An einem anderen Tag sitze ich früh morgens auf unserem Balkon, der schon von den ersten warmen Sonnenstrahlen berührt wird, und den wir eben darum besonders lieben; ich höre, wie der Wind durch die Blätter im Baum und parallel durch die Muscheln unserer Schlafzimmerlampe fährt, die wie ein Glockenspiel hell erklingen. Der erste, sanfte Straßenlärm legt sich darunter und ich schließe die Augen. Ungeahnterweise ist in dieser Woche alles voller Abschiede, aber ganz anders, als man es sich vorstellen könnte. Wieder, wie neulich abends, kommt alles wie magisch in Einklang. Im Geiste formuliere ich Sätze wie „Ich bin so froh…“ oder „Ich bin so glücklich, dass…“, aber der passendste Gedanke liegt in der wachen Einfachheit von „Danke.“ Danke für die Menschen, die mich umgeben. Danke für Vertrauen. Alles wird gut. – Nein, Alles Ist Gut.

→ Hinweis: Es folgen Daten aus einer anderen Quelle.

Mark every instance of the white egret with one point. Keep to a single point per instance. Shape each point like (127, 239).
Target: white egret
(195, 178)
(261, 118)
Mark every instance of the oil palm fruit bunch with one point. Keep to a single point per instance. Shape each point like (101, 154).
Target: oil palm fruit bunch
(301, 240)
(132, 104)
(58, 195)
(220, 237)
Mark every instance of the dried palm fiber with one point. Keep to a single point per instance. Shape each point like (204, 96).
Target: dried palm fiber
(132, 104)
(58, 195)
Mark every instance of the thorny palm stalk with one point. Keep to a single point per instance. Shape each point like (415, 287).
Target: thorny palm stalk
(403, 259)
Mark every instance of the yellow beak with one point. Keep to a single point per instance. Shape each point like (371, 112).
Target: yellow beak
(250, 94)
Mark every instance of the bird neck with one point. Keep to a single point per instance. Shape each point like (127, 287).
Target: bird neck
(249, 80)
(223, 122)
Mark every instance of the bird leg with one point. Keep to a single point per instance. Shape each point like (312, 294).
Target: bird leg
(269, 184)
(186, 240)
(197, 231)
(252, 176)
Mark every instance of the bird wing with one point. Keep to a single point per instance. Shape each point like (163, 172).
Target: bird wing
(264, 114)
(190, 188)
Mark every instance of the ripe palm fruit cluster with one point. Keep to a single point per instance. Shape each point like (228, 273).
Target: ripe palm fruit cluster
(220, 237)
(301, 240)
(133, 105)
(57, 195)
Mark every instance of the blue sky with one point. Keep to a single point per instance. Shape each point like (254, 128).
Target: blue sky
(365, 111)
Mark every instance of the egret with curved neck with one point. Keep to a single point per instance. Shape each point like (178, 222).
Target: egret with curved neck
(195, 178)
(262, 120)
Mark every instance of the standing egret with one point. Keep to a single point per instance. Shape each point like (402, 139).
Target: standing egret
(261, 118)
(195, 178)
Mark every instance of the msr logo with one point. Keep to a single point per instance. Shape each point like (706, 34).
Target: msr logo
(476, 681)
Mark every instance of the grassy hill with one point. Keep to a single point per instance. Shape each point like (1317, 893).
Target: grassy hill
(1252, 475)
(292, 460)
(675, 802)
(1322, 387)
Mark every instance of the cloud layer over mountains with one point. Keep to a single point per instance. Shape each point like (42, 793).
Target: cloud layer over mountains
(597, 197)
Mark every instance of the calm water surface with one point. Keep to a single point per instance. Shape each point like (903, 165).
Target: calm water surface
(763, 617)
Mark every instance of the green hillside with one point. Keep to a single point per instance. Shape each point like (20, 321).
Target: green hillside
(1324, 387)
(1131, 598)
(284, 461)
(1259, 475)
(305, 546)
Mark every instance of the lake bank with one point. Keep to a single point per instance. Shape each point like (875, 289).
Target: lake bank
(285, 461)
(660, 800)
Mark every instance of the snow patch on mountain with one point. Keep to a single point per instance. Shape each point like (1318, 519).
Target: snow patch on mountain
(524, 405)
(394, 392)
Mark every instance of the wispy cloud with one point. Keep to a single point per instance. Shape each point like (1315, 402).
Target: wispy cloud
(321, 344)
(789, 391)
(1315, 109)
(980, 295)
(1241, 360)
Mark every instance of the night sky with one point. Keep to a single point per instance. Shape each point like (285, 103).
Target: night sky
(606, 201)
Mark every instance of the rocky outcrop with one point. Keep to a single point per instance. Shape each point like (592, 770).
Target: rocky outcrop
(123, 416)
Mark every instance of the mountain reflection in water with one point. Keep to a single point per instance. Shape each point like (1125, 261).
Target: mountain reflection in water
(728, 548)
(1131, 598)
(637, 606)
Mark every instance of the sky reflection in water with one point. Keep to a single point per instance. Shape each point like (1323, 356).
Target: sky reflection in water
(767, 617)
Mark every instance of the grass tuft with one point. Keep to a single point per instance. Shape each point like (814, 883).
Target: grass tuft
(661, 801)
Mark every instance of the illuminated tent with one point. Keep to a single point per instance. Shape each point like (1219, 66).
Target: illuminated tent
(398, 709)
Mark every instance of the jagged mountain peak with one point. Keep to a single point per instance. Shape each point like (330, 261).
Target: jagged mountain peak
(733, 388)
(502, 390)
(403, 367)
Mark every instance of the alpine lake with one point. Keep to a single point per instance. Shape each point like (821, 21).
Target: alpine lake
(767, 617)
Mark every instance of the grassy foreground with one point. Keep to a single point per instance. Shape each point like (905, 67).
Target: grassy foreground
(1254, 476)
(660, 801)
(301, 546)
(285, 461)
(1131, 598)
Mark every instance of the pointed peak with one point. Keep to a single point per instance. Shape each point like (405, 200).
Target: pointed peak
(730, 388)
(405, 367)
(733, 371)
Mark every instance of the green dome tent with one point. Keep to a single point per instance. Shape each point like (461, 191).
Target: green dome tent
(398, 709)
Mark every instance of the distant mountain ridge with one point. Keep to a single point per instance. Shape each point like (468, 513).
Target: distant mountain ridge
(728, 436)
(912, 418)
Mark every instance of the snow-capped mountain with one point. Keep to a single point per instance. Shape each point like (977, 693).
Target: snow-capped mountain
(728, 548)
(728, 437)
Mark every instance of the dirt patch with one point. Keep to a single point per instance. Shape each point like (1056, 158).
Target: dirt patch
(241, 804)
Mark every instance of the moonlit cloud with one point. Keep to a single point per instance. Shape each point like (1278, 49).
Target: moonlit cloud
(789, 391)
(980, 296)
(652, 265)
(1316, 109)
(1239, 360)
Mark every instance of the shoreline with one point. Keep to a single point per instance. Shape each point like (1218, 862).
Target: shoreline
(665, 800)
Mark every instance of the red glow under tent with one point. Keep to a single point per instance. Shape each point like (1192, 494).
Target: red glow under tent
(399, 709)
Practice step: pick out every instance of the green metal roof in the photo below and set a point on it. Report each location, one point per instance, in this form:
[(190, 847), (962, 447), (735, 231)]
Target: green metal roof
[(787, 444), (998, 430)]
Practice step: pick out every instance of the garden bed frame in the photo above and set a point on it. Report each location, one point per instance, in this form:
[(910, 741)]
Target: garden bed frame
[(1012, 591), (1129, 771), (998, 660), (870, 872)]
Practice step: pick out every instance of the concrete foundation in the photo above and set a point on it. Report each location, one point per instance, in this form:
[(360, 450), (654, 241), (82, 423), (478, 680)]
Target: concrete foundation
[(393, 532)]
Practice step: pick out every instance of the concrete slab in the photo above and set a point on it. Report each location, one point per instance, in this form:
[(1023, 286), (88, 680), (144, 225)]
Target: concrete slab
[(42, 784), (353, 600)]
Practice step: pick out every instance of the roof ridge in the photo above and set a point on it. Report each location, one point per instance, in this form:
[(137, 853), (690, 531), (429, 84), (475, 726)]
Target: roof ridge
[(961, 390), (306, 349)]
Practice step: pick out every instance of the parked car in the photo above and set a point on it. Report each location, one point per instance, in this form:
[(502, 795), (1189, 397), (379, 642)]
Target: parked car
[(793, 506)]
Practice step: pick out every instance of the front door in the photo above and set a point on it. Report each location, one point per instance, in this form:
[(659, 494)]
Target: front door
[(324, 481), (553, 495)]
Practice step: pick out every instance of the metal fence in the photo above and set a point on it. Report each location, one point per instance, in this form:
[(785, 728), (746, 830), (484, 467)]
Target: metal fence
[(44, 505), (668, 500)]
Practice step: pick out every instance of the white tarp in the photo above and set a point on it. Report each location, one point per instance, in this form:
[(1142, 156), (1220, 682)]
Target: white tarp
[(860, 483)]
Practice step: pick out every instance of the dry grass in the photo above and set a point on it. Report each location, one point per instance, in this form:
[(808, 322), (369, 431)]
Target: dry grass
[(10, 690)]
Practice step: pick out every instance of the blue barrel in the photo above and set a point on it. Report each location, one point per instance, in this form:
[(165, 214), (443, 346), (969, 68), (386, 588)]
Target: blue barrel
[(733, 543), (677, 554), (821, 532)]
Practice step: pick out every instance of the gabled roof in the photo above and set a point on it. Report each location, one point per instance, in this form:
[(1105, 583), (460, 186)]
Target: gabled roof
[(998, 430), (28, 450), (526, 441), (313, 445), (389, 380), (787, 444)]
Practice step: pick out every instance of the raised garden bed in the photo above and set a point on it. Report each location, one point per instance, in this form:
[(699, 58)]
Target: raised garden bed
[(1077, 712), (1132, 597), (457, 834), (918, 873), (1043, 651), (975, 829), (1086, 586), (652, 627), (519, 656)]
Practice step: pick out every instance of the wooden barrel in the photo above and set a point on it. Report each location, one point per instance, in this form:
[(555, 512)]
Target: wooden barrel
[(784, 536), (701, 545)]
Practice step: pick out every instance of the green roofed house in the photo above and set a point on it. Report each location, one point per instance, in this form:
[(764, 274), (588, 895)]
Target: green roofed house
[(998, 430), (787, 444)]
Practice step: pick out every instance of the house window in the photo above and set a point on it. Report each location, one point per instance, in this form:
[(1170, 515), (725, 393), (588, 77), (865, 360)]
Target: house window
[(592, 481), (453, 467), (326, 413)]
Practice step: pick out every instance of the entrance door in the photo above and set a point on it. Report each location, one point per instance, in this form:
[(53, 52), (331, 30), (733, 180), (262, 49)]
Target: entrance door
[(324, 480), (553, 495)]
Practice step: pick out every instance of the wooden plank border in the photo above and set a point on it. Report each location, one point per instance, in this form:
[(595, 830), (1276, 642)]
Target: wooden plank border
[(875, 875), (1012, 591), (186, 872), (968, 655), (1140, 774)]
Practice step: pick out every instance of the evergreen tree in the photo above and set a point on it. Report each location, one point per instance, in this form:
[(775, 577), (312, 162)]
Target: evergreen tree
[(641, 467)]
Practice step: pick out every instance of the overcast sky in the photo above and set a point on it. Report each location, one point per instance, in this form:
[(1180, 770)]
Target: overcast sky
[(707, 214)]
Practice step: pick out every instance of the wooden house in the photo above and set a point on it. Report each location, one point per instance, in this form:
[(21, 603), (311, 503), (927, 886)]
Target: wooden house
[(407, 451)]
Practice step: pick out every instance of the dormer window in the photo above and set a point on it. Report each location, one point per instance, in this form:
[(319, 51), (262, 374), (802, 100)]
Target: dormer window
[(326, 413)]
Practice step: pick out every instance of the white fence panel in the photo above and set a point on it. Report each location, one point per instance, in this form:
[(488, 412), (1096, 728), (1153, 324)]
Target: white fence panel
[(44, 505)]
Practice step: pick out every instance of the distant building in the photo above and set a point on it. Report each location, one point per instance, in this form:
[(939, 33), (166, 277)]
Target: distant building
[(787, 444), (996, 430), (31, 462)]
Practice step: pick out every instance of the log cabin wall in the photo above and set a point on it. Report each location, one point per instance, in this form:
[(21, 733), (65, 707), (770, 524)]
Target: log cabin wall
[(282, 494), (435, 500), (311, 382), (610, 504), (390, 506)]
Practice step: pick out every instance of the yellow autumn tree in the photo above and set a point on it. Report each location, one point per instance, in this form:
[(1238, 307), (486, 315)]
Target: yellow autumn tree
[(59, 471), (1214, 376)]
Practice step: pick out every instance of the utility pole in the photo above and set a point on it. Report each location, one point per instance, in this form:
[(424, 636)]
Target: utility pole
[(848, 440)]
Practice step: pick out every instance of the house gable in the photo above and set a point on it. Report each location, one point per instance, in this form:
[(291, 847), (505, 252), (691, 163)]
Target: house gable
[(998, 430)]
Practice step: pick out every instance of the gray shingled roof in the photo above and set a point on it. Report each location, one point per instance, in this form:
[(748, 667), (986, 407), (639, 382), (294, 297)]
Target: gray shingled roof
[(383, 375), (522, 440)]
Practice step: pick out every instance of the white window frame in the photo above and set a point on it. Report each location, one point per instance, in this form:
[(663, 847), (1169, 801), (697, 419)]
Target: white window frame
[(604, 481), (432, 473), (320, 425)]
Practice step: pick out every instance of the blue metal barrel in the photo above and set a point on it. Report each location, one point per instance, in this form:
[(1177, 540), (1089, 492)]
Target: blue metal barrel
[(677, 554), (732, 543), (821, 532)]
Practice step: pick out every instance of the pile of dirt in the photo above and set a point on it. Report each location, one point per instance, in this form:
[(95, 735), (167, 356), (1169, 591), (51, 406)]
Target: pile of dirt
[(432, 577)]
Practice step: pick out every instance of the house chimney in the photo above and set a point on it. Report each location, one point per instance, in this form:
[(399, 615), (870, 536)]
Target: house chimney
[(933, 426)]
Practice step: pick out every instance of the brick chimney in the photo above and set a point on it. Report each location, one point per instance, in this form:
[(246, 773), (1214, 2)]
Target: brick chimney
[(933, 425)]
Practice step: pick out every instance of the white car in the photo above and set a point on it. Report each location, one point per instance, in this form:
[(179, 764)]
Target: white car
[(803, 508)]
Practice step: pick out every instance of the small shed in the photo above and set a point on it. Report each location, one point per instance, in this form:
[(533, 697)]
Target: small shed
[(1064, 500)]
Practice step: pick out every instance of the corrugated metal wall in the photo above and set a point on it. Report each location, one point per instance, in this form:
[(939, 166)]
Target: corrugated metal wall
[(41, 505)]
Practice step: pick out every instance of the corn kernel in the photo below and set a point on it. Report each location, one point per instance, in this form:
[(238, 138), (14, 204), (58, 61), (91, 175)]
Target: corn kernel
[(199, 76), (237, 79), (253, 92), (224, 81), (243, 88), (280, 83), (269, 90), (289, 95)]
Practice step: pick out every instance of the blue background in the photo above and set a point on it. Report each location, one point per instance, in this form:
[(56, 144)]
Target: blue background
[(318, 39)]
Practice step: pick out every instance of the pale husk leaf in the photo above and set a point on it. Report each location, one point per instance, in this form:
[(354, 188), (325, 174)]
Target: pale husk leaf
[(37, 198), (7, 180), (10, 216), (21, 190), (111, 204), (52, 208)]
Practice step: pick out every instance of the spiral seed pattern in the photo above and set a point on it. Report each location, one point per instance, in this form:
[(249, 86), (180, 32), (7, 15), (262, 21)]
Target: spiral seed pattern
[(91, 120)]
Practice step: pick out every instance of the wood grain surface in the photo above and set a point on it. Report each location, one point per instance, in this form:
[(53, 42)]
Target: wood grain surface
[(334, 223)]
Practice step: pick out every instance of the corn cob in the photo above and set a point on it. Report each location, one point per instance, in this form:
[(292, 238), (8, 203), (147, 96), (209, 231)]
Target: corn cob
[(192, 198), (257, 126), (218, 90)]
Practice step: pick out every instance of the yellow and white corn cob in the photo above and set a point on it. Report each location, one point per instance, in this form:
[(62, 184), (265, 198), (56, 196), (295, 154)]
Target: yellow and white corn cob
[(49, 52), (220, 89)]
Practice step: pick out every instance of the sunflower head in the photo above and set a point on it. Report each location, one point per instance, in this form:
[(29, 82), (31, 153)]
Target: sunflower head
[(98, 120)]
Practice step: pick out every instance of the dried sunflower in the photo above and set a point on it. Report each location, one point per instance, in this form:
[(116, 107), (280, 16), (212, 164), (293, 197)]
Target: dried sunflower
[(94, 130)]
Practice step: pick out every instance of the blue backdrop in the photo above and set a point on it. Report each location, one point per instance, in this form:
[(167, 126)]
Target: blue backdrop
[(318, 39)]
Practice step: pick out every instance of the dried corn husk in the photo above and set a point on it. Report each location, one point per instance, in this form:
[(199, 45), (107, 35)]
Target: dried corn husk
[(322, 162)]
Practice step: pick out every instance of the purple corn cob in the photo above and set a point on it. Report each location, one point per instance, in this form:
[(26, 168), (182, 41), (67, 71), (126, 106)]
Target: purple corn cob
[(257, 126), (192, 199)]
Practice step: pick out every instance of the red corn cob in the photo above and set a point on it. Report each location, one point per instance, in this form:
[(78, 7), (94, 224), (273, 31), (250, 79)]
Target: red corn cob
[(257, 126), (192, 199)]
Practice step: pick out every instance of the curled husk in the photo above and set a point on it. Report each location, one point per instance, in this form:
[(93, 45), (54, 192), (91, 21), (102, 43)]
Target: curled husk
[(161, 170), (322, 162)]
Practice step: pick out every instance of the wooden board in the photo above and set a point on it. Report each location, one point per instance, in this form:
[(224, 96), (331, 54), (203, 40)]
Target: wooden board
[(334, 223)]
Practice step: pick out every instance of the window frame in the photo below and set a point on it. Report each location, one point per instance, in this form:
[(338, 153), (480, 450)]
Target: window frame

Nach und nach wird mir bewusst, dass wir uns in einem beinahe unheimlich energetischen Moment befinden. Ich habe dieses Jahr bisher als sehr schwierig empfunden. Voller Krisen und schweren Aufgaben im Außen (Corona) wie im Innen (unsere persönliche Lebenssituation). In meinem Kopf entsteht plötzlich das Bild eines riesigen Flusses, der auf einen umwerfend schönen Wasserfall zusteuert, über den hinaus man nur den Horizont erblicken kann. Und es betrifft nicht nur uns drei. Wen auch immer wir in den vergangenen Tagen gesprochen haben – und ebenso überraschend und voll Wunder sind wir in den letzten Tagen fast traumwandlerisch all unseren Freunden und nahen Menschen an diesem Ort noch einmal begegnet – jeder erzählte uns von weit greifenden Veränderungen in seinem Leben. Es mag ein schwieriges Jahr sein, aber in sogenannten Schwierigkeiten steckt immer der Weg zur Veränderung, zu einer Ent-wicklung: Knoten platzen, los Lassen, Ent-spannung. Es Ist Gut. Und Es Ist Wie Es Ist.

Auf Wieder Sehen.
In meinem Leben gehört jeder Zeit ein Ort. So sehr mir dieser Ort jetzt vertraut ist, über ein Jahrzehnt zwangsläufig einen Dunst von Heimat heraufbeschwört, um so klarer ist, dass es kein Platz für unsere Familie ist. Als Kind auf dem Land, später in der Kleinstadt, träumte ich von einer Kindheit in der Großstadt. Heute, nach all den Jahren in den Städten, verspüre ich mehr denn je die Wahrhaftigkeit meiner Kindheit in der Natur, in den Wäldern und auf den Wiesen, zwischen Bäumen und an Bachläufen. Und so sind es wohl gar keine Abschiede, nur Wiedersehen, die uns im Leben begegnen. Wir kehren zurück ins Bekannte, so unbekannt es uns erscheinen mag, bloß weil man dem Land oder den Bäumen und Wiesen an sich, andere Namen gegeben hat.

Auf Wieder Sehen – und Guten Morgen, Berlin!